Pension consultant October Three recently issued an alert recommending that plan sponsors that can make a change before the October deadline do so and choose the spot method. The alert says making the change now can benefit plan sponsors for 2023.

“For 2023—which will be based on either a December 2022 spot rate or a 24-month average ending (depending on the elected look-back month) August-December 2022—if the current trend holds, using the standard method produces a significantly higher valuation rate/lower UVBs/lower variable-rate premiums. The movement in rates this year has been the sharpest since 2008, making the PBGC method elected for 2023 the most momentous decision sponsors have faced under current law,” the alert says.

The October Three alert also notes that making the change now means that the five-year lockup period will run from 2022 to 2027, which could have some specific benefits. Plan sponsors already have a pretty good indication that rates will continue to go up in 2022 and 2023. By making the election now, two of the five years are accounted for. If interest rate regimes change significantly in 2024 or beyond, October Three says, then plans will be in their countdown period, which could serve as a good hedge against uncertainty. By waiting until 2023 to make a change, plan sponsors lose one year of knowing what rates are likely to be.

Thinking through total premium cost and plan strategy can be essential for underfunded plans. Severely underfunded plans have to pay the highest PBGC premiums, because from the PBGC’s perspective, there is a greater risk that they may not make good on their plans and have to resort to payouts from the PBGC. Severely underfunded plans have to pay premiums of either 4.8% of unfunded vested benefits or a $598 per participant cap—whichever is lower.
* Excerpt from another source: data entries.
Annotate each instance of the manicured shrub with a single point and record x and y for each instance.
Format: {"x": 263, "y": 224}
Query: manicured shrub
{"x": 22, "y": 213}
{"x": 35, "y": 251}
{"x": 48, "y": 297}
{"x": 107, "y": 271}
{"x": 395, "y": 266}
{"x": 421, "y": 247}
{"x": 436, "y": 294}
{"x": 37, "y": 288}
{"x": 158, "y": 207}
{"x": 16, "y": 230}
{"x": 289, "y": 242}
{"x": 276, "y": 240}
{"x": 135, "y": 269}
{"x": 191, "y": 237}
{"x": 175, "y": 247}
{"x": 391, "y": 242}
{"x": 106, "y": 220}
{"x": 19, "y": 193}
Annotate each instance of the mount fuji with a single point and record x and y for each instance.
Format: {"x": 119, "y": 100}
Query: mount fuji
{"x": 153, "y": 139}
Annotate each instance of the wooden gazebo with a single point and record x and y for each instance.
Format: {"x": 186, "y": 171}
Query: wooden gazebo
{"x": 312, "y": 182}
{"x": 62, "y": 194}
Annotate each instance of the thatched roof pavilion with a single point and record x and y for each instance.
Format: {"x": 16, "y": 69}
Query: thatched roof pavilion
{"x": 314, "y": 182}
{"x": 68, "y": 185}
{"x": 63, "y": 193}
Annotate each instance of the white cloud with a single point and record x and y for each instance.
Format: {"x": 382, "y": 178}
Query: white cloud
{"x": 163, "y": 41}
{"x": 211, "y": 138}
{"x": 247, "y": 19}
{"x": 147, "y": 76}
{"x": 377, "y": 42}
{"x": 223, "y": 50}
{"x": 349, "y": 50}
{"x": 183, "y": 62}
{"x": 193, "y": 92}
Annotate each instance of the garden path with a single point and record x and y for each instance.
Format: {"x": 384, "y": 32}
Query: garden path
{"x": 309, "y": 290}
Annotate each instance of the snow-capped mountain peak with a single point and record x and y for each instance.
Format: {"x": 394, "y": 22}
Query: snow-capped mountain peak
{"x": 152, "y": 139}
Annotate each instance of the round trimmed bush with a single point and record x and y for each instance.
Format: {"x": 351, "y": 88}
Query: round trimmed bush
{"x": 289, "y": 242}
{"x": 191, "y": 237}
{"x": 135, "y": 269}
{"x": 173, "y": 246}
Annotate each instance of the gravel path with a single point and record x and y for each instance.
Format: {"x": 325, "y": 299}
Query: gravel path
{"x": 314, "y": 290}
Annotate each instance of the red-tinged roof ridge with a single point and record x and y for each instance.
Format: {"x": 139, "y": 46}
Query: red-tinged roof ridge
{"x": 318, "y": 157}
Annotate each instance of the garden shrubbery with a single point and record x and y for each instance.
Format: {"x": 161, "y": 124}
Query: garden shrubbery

The cap will increase in 2023 to more than $600 per participant.

Dan Atkinson, consulting actuary at BCG Pension Risk Consultants, BCG Penbridge, explains it this way: Interest rate calculations have less of an impact for severely underfunded plans because plan sponsors are already paying at or near the cap. But plan sponsors may be further incentivized to consider risk transfer because it can make it more likely that the $598 fee per participant gets charged as a function of the risk transfer, which is often a cheaper outcome.

“Once you get to a point where you are paying almost $600 per person, it makes sense to redo the plan so there are fewer people,” he says.

Buck’s Manning agrees. “There are a lot of factors at play here, especially for underfunded plans,” she says. “Plan sponsors could, of course, make a large payment into a plan to improve the funded status, but there is a lot of uncertainty overall right now. In lieu of a big payment into the plan, plan sponsors should look closely at the various strategies available to them because it is a more meaningful exercise now than it has been in the past few years.”